Doctoral school: MSTII, Université Grenoble Alpes.

Advisor: The thesis will be advised by Cássia Trojahn dos Santos (Cassia:Trojahn-dos-Santos#univ-grenoble-alpes.fr) and Maxime Collomb (maxime:colomb#ign:fr, LASTIG).

Group: The work will be carried out in the mOeX team common to INRIA & LIG. mOeX is dedicated to study knowledge evolution through adaptation. It gathers researchers which have taken an active part these past 15 years in the development of the semantic web and more specifically ontology matching and data interlinking.

Place of work: The position is located at INRIA Montbonnot (near Grenoble) a main computer science research lab, in a stimulating research environment.
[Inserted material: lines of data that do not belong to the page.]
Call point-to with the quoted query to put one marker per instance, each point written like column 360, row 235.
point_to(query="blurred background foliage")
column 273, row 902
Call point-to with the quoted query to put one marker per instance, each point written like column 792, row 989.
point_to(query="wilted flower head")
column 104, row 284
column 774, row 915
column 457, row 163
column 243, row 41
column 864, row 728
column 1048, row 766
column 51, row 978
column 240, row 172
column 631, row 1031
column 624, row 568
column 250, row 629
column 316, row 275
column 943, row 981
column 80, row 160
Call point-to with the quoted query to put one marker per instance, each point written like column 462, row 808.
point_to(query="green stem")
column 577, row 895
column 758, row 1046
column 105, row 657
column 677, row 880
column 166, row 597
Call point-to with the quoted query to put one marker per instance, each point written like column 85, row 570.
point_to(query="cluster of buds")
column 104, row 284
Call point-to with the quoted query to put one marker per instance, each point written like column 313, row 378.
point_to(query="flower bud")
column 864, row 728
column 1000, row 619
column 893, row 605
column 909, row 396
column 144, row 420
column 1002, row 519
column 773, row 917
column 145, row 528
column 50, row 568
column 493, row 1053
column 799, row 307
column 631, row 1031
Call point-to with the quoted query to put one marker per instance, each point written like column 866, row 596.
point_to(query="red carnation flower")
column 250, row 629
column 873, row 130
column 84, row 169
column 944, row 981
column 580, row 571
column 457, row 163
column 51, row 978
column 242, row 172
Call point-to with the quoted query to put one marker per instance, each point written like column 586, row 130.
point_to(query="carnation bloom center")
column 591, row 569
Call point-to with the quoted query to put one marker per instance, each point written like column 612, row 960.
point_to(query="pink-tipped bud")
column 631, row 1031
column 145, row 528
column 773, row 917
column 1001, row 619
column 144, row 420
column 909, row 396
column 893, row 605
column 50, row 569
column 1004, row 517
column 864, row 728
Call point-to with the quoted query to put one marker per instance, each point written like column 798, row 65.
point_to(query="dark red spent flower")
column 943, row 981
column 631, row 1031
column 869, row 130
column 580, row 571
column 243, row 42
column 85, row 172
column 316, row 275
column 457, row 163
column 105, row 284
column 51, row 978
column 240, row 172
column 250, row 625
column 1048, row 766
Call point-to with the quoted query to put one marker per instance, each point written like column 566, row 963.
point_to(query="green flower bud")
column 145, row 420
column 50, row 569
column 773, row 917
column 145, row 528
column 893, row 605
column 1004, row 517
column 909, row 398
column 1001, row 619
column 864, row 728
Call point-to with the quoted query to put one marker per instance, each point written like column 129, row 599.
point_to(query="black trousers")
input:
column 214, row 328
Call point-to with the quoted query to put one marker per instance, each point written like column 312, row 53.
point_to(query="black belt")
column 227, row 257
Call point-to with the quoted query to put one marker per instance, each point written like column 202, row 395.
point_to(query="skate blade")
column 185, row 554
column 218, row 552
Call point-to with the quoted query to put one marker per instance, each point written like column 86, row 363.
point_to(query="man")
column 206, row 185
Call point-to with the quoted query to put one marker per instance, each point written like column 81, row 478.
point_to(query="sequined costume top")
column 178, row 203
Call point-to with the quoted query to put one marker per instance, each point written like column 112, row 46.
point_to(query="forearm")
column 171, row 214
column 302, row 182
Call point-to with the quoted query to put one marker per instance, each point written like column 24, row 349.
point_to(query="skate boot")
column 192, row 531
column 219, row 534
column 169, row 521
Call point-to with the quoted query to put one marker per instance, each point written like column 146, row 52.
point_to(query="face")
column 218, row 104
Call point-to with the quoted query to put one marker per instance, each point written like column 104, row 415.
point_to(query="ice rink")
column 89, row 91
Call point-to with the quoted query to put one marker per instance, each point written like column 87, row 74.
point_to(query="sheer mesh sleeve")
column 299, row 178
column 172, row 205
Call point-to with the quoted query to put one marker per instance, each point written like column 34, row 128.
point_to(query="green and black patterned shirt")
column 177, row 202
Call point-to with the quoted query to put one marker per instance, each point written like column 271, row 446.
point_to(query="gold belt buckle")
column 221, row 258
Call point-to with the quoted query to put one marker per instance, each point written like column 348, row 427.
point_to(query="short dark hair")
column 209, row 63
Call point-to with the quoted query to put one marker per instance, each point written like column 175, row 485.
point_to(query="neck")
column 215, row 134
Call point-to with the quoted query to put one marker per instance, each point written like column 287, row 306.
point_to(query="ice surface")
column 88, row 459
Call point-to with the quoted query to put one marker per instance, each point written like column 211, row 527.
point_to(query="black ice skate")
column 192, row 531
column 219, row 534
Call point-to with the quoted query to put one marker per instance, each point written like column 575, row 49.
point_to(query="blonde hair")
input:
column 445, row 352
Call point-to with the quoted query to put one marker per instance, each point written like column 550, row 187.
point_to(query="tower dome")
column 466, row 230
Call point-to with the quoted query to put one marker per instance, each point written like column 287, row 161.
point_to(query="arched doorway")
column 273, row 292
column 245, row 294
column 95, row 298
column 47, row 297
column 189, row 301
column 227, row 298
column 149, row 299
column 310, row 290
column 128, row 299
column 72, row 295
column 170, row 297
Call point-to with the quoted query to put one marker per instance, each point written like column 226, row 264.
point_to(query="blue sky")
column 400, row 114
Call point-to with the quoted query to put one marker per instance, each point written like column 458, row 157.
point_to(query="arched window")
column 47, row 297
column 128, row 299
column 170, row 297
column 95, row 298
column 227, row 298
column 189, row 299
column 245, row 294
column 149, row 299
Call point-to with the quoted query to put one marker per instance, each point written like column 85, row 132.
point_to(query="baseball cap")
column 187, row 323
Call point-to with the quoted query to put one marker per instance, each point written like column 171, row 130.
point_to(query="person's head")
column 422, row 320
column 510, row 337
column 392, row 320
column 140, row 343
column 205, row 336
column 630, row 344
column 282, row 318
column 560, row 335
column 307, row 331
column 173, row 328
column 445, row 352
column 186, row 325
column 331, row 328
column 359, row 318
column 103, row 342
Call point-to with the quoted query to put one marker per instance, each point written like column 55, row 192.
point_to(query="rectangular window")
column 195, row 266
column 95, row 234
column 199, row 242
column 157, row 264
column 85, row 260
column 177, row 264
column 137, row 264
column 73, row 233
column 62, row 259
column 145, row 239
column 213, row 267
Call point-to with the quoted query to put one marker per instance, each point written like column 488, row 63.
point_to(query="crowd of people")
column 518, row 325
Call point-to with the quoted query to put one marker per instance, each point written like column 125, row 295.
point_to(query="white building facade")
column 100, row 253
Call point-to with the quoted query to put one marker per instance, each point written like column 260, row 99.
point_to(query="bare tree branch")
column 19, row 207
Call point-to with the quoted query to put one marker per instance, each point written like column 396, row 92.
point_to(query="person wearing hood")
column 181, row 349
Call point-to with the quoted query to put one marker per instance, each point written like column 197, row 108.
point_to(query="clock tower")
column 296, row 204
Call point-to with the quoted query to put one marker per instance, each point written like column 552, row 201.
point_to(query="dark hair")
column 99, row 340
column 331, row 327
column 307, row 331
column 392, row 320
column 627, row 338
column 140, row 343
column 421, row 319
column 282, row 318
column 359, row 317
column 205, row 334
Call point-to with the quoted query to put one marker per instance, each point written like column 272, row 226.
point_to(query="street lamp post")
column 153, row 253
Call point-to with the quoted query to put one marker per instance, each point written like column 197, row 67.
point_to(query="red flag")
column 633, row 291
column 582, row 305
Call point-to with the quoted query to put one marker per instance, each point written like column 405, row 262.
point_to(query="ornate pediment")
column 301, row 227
Hiring date: October 2026.

Funding and employer: The project is funded by the JUNN projet. The employer will be INRIA; the candidate will be subject to ZRR clearance.

Duration: 36 months

Deadline: as soon as possible.

Contact: For further information, contact us.

Procedure: Contact us and apply to offer 2026-10110. See also here.

File: Provide Vitæ, motivation letter and references. It is very good if you can provide a Master report and we will ask for your marks in Master, so if you have them, you can join them.